Organizations today increasingly operate in multi-cloud and hybrid environments, using a combination of public and private clouds and edge computing to manage their technology assets.
As the experience of telecommunications giant Nokia shows, this creates opportunities and challenges for enterprises to serve their customers. The Finnish company recently began using Microsoft Azure Arc, a platform for managing and multi-cloud environments, taking a key step in its quest to serve customers in the new environment.
The journey to Azure Arc began in 2016, when Nokia launched its Analytics, Virtualization and Automation (AVA) system, an artificial intelligence-based analytics platform. The company developed the system to help its customers — cellular carriers — use data to improve operational efficiency, increase revenue and provide a better user experience for their customers. Until then, Nokia engineers had been inputting data into spreadsheets and using manual data processing techniques for analytics. This approach was inefficient, error-prone and unsuitable for processing large amounts of data.
“Given the significant increase in performance and network size, that path was no longer acceptable,” says Paolo Tornaghi, who heads the technology and architecture group in Nokia’s advanced business applications services division. – We needed scalable applications for customers.”
The AVA system uses data from network operations and other sources to draw inferences from artificial intelligence and find solutions to workflow problems. In 2019, Nokia moved AVA to the cloud. The move to Azure gave Nokia the ability to offer AI-powered analytics through AVA to customers around the world without having to manage separate cloud services.
Using the cloud provided immediate benefits, but as Nokia began to scale AVA, new needs arose. For some customers, specific regulatory requirements suggested the need to store data internally, while other customers wanted to use AVA in other public or private clouds rather than the Nokia cloud.

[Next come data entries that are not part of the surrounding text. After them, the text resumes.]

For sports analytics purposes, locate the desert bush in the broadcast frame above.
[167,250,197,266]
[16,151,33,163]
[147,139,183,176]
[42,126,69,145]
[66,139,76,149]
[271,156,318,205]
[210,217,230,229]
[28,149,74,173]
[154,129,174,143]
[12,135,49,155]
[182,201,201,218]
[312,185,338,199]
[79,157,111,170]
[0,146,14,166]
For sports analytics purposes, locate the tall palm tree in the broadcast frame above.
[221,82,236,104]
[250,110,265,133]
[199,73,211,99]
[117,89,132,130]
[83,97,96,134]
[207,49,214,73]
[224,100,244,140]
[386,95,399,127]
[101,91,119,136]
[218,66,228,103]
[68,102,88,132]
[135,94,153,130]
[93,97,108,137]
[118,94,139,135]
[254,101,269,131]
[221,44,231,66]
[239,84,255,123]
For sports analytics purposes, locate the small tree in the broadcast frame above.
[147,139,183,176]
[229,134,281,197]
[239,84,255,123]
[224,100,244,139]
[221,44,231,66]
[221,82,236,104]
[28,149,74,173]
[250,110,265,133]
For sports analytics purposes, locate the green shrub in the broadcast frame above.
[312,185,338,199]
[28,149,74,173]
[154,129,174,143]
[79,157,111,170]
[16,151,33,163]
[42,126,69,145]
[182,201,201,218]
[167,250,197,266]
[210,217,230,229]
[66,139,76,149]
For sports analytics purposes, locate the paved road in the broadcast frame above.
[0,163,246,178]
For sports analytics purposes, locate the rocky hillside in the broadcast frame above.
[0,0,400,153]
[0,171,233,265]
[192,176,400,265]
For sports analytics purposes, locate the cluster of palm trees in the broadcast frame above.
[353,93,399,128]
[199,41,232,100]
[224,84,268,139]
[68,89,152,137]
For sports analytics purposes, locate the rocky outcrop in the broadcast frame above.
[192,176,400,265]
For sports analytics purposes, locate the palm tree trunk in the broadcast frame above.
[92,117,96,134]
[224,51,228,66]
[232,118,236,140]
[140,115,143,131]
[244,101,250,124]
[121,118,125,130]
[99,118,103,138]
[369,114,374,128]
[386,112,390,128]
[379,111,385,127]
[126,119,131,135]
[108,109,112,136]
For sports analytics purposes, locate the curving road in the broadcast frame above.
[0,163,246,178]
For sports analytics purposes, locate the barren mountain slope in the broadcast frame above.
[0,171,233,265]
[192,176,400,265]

Azure Arc allows users to manage distributed environments in on-premises, edge and multi-cloud environments.
Developing customized solutions for individual customers wasn’t feasible, and Nokia needed to find a way to deploy its AVA services in a unified way across any Kubernetes builds that customers were using.
“That became a problem for us. We couldn’t offer AVA to our customers who had those limitations. We had to do something about it,” says Kalyanjit Gogoi, head of research and development for Nokia’s advanced business application services. – That’s a problem we put to Microsoft and asked, “How do we deal with it?” It’s a very close partnership. We develop many of our solutions together.”
Microsoft’s engineering team worked closely with Nokia to integrate Azure Arc with AVA and develop the flexible, scalable infrastructure management solution customers need. Azure Arc, launched in 2019, enables resource design in Azure and centralizes the management of the company’s multi-cloud and on-premises technologies, from data centers to peripherals. For Nokia, the implementation of Azure Arc means that the company can manage and control AVA applications that run on customer-preferred cloud services while complying with data requirements in different countries. Sensitive data stays in the customer’s cloud and is not transferred anywhere.
The new Azure Arc-enabled AVA architecture consists of two parts: the Nokia-owned Azure subscription cloud, where AVA applications and tasks are concentrated, and the Kubernetes stack-enabled client cloud, on which Nokia deploys and supports its AVA applications. The two clouds communicate over a secure channel.